Stranieri essenziali per l’agricoltura. Nei campi 1 su 5 non è italiano

L’agricoltura italiana è sempre più multietnica. Rappresenta per gli stranieri una possibilità forte di integrazione nel Paese e per le imprese una risorsa importante di forza lavoro. E infatti in soli quindici anni il numero di immigrati occupati nel settore primario è quasi quadruplicato, passando dalle 52 mila unità del 1995 alle 197 mila unità del 2010. Si tratta di una “fetta” rilevante del comparto, pari al 20 per cento circa del totale, che dimostra e racconta il ruolo indispensabile assunto negli anni dagli extracomunitari in campagna e sui campi. Lo afferma la Cia-Confederazione italiana agricoltori, commentando positivamente il messaggio del presidente della Repubblica, Giorgio Napolitano, inviato in occasione del convegno “Immigrati: una sfida e una necessità”.

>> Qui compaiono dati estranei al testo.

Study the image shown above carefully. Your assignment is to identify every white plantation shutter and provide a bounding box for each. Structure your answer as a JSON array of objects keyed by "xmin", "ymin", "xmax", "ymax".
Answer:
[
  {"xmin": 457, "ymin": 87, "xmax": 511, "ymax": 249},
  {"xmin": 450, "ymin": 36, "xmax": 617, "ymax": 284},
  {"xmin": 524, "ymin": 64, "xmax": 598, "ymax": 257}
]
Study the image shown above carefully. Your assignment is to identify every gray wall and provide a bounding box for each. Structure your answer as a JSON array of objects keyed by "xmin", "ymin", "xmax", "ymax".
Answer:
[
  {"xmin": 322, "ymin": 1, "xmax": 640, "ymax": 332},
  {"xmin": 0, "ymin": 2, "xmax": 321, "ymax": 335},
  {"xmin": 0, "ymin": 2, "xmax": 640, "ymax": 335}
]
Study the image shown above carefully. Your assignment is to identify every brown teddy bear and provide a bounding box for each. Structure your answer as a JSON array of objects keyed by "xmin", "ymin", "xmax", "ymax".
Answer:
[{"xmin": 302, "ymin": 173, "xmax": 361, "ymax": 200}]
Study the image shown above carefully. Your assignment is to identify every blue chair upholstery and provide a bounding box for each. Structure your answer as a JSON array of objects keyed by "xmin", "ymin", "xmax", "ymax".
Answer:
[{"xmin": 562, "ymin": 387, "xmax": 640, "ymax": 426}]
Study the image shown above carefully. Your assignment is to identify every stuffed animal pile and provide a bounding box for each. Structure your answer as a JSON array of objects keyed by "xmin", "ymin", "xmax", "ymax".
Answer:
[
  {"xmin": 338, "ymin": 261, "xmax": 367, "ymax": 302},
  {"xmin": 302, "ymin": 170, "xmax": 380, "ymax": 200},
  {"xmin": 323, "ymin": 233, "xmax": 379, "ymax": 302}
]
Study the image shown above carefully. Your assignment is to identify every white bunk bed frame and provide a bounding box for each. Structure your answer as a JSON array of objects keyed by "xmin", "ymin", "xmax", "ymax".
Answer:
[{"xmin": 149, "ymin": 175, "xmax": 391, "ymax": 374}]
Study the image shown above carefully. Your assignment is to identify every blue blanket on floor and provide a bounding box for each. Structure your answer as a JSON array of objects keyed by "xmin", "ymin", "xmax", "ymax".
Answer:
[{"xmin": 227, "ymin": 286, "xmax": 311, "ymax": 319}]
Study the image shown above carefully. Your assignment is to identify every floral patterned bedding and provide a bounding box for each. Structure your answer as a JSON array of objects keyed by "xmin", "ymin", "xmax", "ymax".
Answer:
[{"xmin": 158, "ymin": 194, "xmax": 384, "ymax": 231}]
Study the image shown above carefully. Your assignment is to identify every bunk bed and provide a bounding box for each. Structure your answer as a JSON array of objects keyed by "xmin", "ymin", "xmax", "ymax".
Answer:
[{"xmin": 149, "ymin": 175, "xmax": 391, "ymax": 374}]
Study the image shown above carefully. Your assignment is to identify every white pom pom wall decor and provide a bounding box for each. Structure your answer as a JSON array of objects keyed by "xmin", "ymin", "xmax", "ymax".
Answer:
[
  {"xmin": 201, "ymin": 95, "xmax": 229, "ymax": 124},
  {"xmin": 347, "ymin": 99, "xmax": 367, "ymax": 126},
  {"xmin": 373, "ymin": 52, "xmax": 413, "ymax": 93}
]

Presenza fondamentale – A dimostrazione di quanto siano divenuti una presenza strutturale per il comparto, – sottolinea la Cia – basta ricordare le difficoltà avute nei territori emiliani, di fronte all’esodo di diverse comunità straniere all’indomani del sisma. Proprio nella “Food Valley”, dove si produce il 17 per cento della frutta italiana, le principali campagne di raccolta sono gestite da anni da una folta comunità di slavi ed est-europei, che oltre a fornire i numeri per le operazioni in campo, ha acquisito l’esperienza e le competenze necessarie a un comparto di grande qualità.

Frutta e vendemmia – E proprio la raccolta di frutta e la vendemmia – ricorda la Cia – assorbono poco più della metà dei lavoratori stranieri (53,8 per cento). Per il resto, un terzo (29,9 per cento) è impiegato nella preparazione e raccolta di pomodoro, ortaggi e tabacco; il 10,6 per cento nelle attività di allevamento; il 3,2 per cento al florovivaismo e il restante 3,5 per cento in altre attività come l’agriturismo o la vendita dei prodotti. Per tunisini, indiani, marocchini, albanesi e pachistani il lavoro nei campi è ancora e soprattutto al Nord Italia -continua la Cia- in particolare in Trentino (27 per cento), Emilia Romagna (12,7 per cento) e Veneto (10 per cento). Percentuali elevate si registrano comunque anche nel Sud, prima di tutto in Campania (10 per cento), Puglia (9 per cento) e Calabria (7,5 per cento).

Specializzazione – Ma il dato forse più rilevante -che rende chiaro l’altissimo livello di qualificazione e di specializzazione raggiunto dagli immigrati nel settore primario, e in particolare nei comparti delle colture arboree e ortive- è la crescita del numero di imprese agricole a titolarità extracomunitaria: oggi sono circa 7 mila, in pratica l’1,5 per cento del totale delle aziende del settore.